The Trustee objected to the Debtors claimed exemption arguing that the Debtors were entitled to an exemption of only $1,200 per vehicle rather than $3,200.

The exemptions for personal property are listed in ¶ 12-1001 of the Illinois Code of Civil Procedure. That paragraph provides in relevant part:

 
"The following personal property, owned by the debtor, is exempt from judgment, attachment, or distress for rent:
 
(a) the necessary wearing apparel, bible, school books, and family pictures of the debtor and the debtor's dependents; and
 
(b) the debtor's equity interest, not to exceed $2,000 in value, in any other property;
 
(c) the debtor's interest, not to exceed $1,200 in value, in any one motor vehicle."

The Debtors argue that they should be entitled to stack the exemptions in subsections (b) and (c) and, therefore, be allowed $3,200 ($2,000 plus $1,200) for each vehicle. The Trustee, on the other hand, argues that the specific exemption provided for motor vehicles in subsection (c) limits the exemption to $1,200 and, therefore, a motor vehicle is not included in the general $2,000 exemption provision.

The Bankruptcy Court in the Southern District of Illinois briefly discussed the relationship between subsections (b) and (c) of § 13, Ch. 52, Ill.Rev.Stat. There the Court was presented with the issue of whether a debtor could exempt the debtor's second motor vehicle under subsection (b). The Court concluded:

 
"While the debtor may only exempt his interest in one car under subsection (c) of the Illinois Exemption Act, a second vehicle can be exempted under subsection (b) provided there is sufficient excess in the exemption." In Re Sorenson, 21 B.R. 94 (Bkrtcy.S.D.Ill.1982).

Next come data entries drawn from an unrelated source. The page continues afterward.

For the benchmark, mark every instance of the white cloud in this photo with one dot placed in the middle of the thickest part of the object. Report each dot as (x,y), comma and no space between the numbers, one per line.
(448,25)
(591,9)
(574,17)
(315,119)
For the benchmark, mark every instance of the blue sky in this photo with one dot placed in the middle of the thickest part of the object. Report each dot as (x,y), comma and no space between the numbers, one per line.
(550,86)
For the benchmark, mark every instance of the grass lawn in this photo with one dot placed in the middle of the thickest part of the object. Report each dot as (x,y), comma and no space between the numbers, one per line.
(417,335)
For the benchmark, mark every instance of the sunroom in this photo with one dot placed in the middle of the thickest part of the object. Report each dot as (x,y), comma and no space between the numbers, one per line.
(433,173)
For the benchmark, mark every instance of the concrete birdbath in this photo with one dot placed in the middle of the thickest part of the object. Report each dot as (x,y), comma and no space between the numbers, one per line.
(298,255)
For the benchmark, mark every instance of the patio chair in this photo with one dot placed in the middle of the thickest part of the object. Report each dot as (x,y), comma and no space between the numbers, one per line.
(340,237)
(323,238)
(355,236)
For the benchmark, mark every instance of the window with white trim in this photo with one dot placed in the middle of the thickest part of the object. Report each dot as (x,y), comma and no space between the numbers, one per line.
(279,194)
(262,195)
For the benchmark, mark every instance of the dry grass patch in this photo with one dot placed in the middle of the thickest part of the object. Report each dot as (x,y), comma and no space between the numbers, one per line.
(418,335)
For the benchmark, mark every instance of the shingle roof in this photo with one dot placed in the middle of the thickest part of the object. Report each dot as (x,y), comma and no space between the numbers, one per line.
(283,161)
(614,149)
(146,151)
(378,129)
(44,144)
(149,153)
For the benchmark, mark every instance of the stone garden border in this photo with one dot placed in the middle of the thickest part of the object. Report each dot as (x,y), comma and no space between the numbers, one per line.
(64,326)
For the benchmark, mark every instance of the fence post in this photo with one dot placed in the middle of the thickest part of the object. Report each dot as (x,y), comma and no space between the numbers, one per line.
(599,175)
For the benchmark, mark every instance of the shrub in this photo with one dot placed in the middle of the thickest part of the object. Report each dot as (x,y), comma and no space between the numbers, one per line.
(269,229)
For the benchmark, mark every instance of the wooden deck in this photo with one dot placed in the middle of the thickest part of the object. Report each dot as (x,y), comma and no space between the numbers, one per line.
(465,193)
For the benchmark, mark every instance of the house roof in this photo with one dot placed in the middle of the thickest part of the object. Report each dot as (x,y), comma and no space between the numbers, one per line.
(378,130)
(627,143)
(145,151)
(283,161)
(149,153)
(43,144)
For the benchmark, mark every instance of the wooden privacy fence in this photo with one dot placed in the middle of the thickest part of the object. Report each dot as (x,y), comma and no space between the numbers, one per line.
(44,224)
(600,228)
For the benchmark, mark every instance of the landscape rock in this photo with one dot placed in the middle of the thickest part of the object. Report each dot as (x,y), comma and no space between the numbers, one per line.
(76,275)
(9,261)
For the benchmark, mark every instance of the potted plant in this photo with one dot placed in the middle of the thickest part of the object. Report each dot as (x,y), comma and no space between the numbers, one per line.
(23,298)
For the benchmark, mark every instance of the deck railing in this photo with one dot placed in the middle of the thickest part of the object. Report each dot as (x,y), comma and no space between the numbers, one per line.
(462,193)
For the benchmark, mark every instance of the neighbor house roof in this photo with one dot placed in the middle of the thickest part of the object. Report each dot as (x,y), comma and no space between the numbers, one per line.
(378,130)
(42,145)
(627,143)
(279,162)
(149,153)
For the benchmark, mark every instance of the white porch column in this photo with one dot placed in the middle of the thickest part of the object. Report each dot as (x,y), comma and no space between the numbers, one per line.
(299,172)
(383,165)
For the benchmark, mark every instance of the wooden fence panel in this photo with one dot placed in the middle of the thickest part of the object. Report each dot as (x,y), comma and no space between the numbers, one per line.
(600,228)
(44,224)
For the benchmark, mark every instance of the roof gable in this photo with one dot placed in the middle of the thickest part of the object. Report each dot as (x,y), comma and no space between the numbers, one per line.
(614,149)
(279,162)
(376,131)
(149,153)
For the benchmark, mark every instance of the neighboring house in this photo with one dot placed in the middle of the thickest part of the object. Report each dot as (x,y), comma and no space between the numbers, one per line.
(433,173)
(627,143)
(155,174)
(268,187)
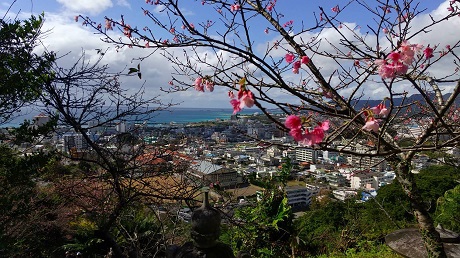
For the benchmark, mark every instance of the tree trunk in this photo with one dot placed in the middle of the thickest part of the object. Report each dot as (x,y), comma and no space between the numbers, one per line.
(430,236)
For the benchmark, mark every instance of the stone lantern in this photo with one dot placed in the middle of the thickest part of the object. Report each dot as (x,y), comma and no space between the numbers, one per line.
(205,234)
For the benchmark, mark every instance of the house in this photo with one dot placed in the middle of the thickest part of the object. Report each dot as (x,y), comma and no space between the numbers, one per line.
(205,172)
(301,195)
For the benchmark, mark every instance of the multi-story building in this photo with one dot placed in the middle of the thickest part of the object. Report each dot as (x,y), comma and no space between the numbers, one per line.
(342,194)
(41,119)
(306,154)
(205,173)
(74,141)
(371,180)
(301,195)
(363,180)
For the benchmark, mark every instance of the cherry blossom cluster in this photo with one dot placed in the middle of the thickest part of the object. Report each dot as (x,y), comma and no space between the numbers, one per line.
(397,62)
(202,82)
(305,136)
(235,7)
(244,98)
(371,115)
(289,57)
(271,5)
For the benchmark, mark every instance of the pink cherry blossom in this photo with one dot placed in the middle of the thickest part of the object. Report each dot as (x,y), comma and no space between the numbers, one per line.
(235,7)
(314,137)
(395,56)
(108,25)
(324,125)
(305,60)
(296,65)
(428,52)
(289,57)
(247,99)
(199,84)
(296,133)
(384,112)
(231,94)
(400,68)
(209,85)
(288,23)
(371,125)
(236,105)
(293,121)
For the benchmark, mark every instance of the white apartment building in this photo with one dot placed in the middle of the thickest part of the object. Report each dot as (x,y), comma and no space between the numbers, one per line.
(301,195)
(74,140)
(371,180)
(306,155)
(344,194)
(289,153)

The issue before this Court is not whether the exemption of subsection (b) can be used for a second vehicle, but whether both subsections (b) and (c) can be used on the same vehicle. The Court agrees with the Bankruptcy Court that the Debtors were not entitled to stack the exemptions provided in subsections (b) and (c).

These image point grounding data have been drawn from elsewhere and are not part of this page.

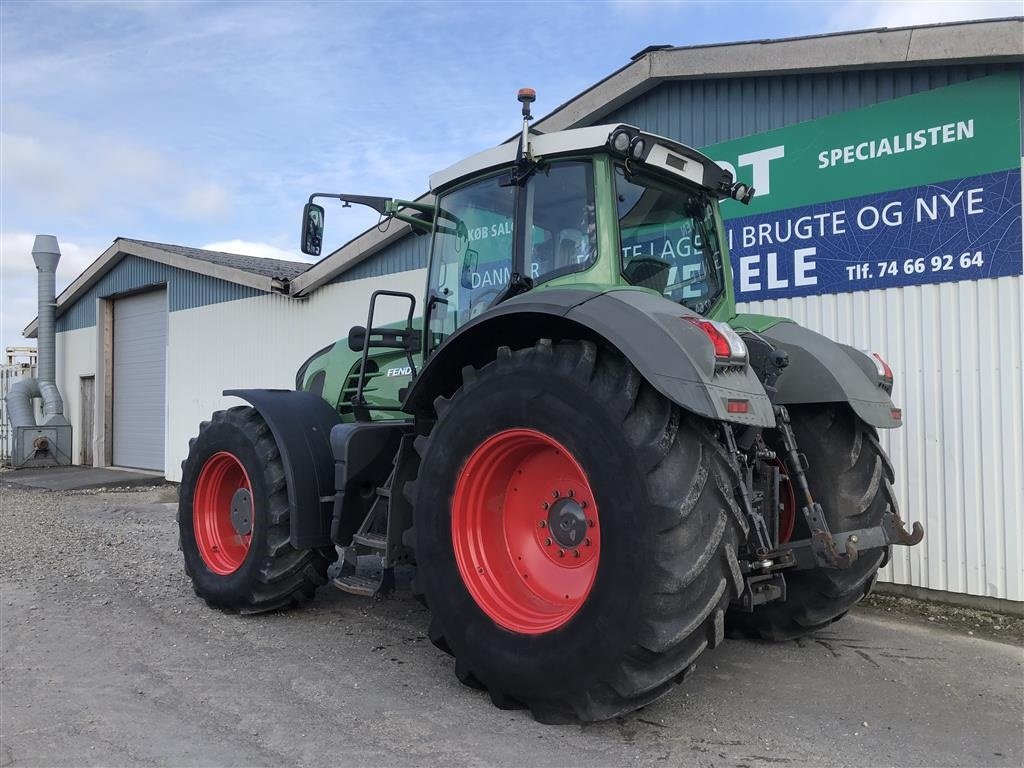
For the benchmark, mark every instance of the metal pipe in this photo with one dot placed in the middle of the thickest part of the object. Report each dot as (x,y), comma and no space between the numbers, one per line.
(19,410)
(46,254)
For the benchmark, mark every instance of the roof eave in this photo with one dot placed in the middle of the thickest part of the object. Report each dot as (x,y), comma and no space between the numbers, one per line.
(908,46)
(122,247)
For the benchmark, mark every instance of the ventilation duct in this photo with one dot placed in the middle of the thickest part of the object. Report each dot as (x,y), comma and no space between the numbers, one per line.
(46,442)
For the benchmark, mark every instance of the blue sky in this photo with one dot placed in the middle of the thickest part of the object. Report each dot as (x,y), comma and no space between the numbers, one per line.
(209,124)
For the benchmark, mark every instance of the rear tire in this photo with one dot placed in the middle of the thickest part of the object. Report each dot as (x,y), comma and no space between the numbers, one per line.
(245,572)
(851,477)
(666,563)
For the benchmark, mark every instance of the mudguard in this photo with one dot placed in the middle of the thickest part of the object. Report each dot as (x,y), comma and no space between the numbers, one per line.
(822,371)
(301,424)
(673,355)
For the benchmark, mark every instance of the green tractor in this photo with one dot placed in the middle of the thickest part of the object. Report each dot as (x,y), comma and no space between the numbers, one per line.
(597,467)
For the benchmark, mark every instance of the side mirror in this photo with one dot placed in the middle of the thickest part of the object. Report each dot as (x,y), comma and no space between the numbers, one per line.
(312,228)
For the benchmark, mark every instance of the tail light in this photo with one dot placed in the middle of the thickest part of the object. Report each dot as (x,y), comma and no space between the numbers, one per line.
(881,367)
(729,348)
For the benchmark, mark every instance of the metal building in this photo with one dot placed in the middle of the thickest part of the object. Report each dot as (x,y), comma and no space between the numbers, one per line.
(888,164)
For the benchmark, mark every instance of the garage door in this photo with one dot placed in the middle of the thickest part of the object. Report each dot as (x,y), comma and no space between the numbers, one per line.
(139,380)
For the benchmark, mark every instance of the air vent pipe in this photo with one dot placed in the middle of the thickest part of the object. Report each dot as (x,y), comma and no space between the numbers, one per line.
(46,254)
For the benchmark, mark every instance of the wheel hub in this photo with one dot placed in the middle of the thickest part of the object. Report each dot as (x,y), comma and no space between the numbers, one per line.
(525,530)
(242,512)
(567,522)
(222,513)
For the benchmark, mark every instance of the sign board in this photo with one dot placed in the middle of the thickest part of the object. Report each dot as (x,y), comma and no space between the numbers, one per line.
(924,188)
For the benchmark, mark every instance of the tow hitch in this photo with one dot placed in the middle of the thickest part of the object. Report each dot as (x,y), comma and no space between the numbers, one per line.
(824,549)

The reference in subsection (b) to "any other property" means any property not specifically exempted in any other section of ¶ 12-1001. Because motor vehicles are specifically exempted in subsection (c), they are not to be included in the "any other property" provision of subsection (b).

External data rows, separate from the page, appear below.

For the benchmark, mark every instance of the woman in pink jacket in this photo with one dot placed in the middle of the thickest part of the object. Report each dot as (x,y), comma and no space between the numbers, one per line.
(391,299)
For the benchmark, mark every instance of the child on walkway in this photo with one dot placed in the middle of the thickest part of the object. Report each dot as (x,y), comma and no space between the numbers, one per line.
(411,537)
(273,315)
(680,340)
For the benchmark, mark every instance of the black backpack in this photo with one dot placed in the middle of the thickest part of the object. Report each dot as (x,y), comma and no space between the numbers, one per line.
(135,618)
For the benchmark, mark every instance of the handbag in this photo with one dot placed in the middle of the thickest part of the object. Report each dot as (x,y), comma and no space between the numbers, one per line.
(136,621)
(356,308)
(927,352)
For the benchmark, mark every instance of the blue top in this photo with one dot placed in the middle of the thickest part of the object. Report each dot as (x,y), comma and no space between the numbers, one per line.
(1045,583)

The Debtors point to the Federal Exemption schedule under § 522 of the Bankruptcy Code in support of their "stacking" argument. While the Federal Exemption Statute is similar in many respects to the Illinois Statute, the Federal Exemption Statute specifically allows such stacking. Under § 522(d) the following property may be exempt:

 
"(1) The debtor's aggregate interest, not to exceed $7,500 in value, in real property or personal property that the debtor or a dependent of the debtor uses as a residence, in a cooperative that owns property that the debtor or a dependent of the debtor uses as a residence, or in a burial plot for the debtor or a dependent of the debtor.
 
(2) The debtor's interest, not to exceed $1,200 in value, in one motor vehicle.
 
* * * * * *
 
(5) The debtor's aggregate interest, not to exceed in value $400 plus any unused amount of the exemption provided under ¶ (1) of this subsection, in any property."

Thus, § 522(d) (5) of the Federal Statute allows a debtor to apply the unused portion of the exemption provided in subsection (d) (1) to any property. The Illinois Statute has no such provision.

*408 In addition, the general exemption provision (§ 522(d) (5)) under the Federal statute refers to "any property" while the Illinois general exemption provision (¶ 12-1001(b)) refers to "any other property". By the inclusion of the word "other" the legislature expressed an intent to exempt property not specifically listed elsewhere in the statute. If the legislature intended to allow stacking of the exemptions, a provision similar to that in the Federal Exemption Statute could have been added.

Accordingly, IT IS ORDERED that the decision of the Bankruptcy Court is AFFIRMED.